Paris is ill equipped for the heat. Although the past ten years have been increasingly hot, you still find many tiny and even large shops with no air-conditioning. I always wonder why a shop-owner doesn't realize that people don't want to come in if it's too hot. Very few residential units are cooled either. It can be stifling hot in a Paris apartment, yet you will still find French people saying that air-conditioning (la clim) makes you sick. If that were true, the entire southern United States would be ill constantly.
In 2003 I returned from a miserably hot, muggy Houston, a town my mother likes to say did not really exist before air-conditioning, in early August, only to find Paris even hotter than southern Texas. The difference is that Houston is used to dealing with the heat, and every place is air-conditioned, often so fiercely that I take a sweater everywhere. In Paris the only weapons against the heat and humidity were open windows and refrigerators.

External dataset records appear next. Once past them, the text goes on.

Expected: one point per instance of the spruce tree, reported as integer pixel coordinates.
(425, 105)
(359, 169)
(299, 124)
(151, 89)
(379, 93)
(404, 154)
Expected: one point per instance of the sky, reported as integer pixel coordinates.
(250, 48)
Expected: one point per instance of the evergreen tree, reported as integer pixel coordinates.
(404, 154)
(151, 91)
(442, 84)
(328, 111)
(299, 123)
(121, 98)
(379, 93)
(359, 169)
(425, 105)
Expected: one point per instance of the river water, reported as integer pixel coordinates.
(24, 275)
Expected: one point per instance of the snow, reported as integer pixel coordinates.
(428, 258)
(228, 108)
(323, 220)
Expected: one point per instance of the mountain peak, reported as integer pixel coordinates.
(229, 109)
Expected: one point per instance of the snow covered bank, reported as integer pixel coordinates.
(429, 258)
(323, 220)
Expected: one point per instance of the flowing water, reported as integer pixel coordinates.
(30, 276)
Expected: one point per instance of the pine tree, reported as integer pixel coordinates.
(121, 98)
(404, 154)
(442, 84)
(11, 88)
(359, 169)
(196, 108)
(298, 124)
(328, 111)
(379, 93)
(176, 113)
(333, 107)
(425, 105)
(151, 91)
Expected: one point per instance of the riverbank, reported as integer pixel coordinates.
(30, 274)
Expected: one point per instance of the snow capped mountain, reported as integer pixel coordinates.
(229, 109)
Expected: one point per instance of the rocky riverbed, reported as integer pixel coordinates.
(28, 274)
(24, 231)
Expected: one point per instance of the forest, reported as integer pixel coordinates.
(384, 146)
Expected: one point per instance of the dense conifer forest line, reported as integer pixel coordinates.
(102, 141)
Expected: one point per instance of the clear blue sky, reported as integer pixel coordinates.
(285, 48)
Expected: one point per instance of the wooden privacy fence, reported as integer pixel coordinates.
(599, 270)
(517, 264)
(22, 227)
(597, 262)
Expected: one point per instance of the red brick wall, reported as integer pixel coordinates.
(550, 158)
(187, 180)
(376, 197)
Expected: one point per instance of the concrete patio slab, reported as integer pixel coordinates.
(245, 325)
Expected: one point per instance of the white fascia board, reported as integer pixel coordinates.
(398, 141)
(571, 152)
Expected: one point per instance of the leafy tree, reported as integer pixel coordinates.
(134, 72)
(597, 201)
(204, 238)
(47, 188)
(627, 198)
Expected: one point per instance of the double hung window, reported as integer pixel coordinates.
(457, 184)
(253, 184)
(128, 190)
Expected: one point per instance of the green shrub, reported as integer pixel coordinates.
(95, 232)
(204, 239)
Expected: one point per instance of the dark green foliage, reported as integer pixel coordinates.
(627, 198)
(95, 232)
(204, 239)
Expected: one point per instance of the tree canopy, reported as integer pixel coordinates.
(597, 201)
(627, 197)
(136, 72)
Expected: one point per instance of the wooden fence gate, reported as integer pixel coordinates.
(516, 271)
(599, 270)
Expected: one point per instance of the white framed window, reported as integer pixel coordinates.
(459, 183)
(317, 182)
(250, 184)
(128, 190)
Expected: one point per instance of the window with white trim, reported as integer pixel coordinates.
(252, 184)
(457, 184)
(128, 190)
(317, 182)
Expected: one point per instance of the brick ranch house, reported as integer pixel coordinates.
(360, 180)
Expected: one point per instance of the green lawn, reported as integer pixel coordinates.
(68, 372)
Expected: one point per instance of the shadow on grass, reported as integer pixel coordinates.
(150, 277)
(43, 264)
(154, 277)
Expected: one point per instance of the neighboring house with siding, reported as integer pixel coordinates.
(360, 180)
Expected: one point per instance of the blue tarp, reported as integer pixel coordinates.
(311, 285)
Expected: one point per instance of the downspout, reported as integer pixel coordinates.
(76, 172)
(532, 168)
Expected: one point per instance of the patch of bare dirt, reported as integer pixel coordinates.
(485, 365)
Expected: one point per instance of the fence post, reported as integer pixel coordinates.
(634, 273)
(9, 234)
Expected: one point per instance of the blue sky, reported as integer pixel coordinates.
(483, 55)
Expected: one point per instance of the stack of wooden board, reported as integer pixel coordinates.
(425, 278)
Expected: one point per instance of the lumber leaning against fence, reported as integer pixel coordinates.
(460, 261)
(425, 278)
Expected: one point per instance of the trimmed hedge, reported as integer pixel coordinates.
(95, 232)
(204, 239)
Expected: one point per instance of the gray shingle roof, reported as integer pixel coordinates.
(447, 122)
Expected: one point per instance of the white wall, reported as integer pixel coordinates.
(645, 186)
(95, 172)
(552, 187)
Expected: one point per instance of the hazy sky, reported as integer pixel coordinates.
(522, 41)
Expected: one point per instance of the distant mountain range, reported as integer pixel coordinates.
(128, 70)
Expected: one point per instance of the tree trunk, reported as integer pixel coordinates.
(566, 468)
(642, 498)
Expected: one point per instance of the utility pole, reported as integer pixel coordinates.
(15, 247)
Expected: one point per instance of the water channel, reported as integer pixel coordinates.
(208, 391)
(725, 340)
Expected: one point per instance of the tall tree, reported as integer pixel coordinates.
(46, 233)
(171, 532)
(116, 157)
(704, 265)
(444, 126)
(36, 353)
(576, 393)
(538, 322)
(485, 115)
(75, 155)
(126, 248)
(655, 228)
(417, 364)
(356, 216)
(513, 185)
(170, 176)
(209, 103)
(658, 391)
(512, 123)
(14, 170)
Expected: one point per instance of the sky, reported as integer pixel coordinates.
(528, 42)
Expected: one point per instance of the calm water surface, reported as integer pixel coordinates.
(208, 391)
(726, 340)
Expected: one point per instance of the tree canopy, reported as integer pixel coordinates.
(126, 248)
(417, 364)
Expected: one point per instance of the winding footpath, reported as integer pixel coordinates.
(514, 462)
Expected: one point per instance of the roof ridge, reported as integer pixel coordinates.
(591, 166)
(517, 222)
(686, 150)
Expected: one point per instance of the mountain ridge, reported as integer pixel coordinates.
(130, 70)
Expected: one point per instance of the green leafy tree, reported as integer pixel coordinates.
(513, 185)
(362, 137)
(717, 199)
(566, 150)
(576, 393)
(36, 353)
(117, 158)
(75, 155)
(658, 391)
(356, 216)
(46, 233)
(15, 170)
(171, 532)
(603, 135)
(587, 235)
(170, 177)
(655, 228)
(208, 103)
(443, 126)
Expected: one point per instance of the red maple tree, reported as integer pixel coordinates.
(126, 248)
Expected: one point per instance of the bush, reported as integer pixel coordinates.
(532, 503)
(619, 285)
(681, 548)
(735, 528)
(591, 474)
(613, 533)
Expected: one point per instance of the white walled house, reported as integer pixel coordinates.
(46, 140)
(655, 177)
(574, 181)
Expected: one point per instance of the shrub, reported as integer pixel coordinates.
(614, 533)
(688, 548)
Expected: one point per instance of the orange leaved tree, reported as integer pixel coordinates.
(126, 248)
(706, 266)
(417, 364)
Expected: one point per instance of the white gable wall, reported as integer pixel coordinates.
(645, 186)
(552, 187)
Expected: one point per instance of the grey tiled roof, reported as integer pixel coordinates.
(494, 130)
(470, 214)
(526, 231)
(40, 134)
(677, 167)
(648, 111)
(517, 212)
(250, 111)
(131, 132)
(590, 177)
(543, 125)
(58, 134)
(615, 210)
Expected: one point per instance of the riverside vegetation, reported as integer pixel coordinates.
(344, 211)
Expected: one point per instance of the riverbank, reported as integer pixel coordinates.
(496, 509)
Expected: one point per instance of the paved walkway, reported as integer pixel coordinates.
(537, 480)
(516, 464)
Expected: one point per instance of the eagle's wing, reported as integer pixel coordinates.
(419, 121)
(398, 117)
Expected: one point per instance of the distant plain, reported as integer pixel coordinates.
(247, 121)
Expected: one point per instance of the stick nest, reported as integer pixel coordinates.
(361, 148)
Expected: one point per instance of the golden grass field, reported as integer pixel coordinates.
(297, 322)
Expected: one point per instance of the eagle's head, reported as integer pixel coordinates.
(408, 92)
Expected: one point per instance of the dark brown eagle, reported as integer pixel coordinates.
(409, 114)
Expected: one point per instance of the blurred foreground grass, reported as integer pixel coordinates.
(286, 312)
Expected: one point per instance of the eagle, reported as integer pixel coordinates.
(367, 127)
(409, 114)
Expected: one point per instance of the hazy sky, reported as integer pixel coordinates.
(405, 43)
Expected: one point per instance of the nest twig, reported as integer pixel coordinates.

It was over 100º F in Paris for day after day-- ten days, I believe. My own apartment building is made of thick stone and the apartment has high ceilings, so that walking into the building was a relief, but even so the days were insufferably hot. I took several showers a day and planted myself in front of a fan to work with wet hair and wet clothes. During this period, 14,000 people died in France (including Hitler's British buddy Diana Mitford, whom I once met when she was already in her 90s-- she was still very beautiful). Across Europe, 70,000 people died. Most who died in France were old people, often left behind in small hot Paris apartments while their children and grandchildren holidayed in cooler places. Quite a few were found dead in front of their opened refrigerators, where they had tried to find a bit of cool air.
A wave of guilt after this caused the French authorities to try to identify vulnerable people for future canicules. Apparently this year a scam directed at old people is that "municipal employees" will appear at their door pretending to be asking questions related to their safety during a heat wave, but really casing the joint and stealing things.